# Module 2: Image Search

In this module, we want to make the embedding vector of images. So we need a multi-model model to generate the embedding vector. The [Titan Multimodal Embeddings G1](https://docs.aws.amazon.com/bedrock/latest/userguide/titan-multiemb-models.html) in Amazon Bedrock is a great choice. We will use `Titan Multimodal Embeddings G1` and TiDB Serverless Vector Search to complete this module.

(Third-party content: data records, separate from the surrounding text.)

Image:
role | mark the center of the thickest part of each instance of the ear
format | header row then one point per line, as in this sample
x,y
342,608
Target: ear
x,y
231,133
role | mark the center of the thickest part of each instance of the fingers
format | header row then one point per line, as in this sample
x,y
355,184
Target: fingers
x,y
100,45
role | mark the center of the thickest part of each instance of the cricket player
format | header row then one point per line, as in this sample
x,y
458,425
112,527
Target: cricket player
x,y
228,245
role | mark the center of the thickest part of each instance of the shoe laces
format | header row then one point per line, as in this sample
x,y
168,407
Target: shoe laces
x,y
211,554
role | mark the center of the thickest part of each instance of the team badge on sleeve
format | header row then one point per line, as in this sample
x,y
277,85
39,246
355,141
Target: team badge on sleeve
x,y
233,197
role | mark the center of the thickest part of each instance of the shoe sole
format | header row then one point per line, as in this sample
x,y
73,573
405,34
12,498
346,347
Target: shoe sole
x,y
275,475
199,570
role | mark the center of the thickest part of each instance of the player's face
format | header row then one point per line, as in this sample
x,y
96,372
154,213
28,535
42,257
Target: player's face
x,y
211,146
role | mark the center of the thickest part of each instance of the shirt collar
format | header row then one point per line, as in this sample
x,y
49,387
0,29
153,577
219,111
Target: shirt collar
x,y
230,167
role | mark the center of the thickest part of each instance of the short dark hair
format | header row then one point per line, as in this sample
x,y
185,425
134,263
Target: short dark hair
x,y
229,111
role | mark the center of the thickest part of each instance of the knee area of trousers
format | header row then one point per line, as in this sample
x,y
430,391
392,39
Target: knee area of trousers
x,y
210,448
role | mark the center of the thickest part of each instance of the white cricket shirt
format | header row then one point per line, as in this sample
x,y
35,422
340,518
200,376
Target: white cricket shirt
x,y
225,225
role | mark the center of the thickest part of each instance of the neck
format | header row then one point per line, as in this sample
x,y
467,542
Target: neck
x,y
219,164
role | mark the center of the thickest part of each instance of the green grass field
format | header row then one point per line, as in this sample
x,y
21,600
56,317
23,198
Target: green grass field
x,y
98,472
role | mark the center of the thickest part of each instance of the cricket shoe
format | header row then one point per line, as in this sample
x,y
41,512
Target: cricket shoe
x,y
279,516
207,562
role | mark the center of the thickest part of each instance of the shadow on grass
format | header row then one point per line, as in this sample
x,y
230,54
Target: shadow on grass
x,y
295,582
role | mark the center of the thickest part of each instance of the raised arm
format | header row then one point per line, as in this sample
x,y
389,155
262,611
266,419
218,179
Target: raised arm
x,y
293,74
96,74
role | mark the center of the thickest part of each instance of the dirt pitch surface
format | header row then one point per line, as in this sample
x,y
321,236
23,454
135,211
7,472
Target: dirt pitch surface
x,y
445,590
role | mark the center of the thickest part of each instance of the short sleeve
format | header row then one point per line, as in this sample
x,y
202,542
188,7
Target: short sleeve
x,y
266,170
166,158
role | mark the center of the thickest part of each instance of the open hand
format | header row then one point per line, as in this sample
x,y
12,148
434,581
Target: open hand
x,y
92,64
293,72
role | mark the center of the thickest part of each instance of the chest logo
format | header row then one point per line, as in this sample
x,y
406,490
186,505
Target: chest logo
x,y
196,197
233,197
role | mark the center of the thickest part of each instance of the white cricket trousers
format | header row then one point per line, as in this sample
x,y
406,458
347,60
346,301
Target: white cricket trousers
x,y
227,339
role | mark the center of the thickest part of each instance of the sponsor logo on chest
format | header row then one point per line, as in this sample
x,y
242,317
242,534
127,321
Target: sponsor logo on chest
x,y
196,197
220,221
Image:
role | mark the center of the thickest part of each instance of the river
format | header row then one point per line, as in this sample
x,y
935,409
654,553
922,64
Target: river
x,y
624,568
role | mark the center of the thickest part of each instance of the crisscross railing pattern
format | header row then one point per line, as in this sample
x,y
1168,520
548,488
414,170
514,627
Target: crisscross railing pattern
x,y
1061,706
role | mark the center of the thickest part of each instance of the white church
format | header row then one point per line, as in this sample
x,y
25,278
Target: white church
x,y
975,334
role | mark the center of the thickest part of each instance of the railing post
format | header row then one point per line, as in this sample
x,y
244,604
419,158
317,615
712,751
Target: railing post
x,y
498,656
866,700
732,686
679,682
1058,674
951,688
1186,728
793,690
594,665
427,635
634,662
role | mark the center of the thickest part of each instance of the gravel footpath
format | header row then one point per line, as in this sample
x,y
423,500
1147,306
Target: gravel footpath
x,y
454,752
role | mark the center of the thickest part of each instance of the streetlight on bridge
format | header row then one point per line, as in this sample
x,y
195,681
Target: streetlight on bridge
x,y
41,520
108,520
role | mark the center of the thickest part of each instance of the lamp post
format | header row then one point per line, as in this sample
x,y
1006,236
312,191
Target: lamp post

We will use the embedding model to encode the image to a  vector and store them in TiDB Serverless. Then use the same model to encode the text query and search for the most similar images in TiDB Serverless.

## Install dependencies


In [1]:
%pip install -q \
    pytidb==0.0.10.dev1 \
    boto3==1.38.23 \
    litellm \
    ipyplot

In [2]:
import dotenv

dotenv.load_dotenv()

## Download dataset

In [3]:
import os
import requests
import ipyplot

os.makedirs("pet_images", exist_ok=True)

pet_images = [
    "scottish_terrier_166.jpg",
    "scottish_terrier_161.jpg",
    "shiba_inu_15.jpg",
    "shiba_inu_16.jpg",
]

base_url = "https://raw.githubusercontent.com/pingcap/pytidb/main/tests/fixtures/pet_images/"

local_image_paths = []
for img in pet_images:
    url = base_url + img
    local_path = os.path.join("pet_images", img)
    with open(local_path, "wb") as f:
        f.write(requests.get(url).content)
    local_image_paths.append(local_path)

ipyplot.plot_images(local_image_paths, labels=pet_images, max_images=10, img_width=200, force_b64=True)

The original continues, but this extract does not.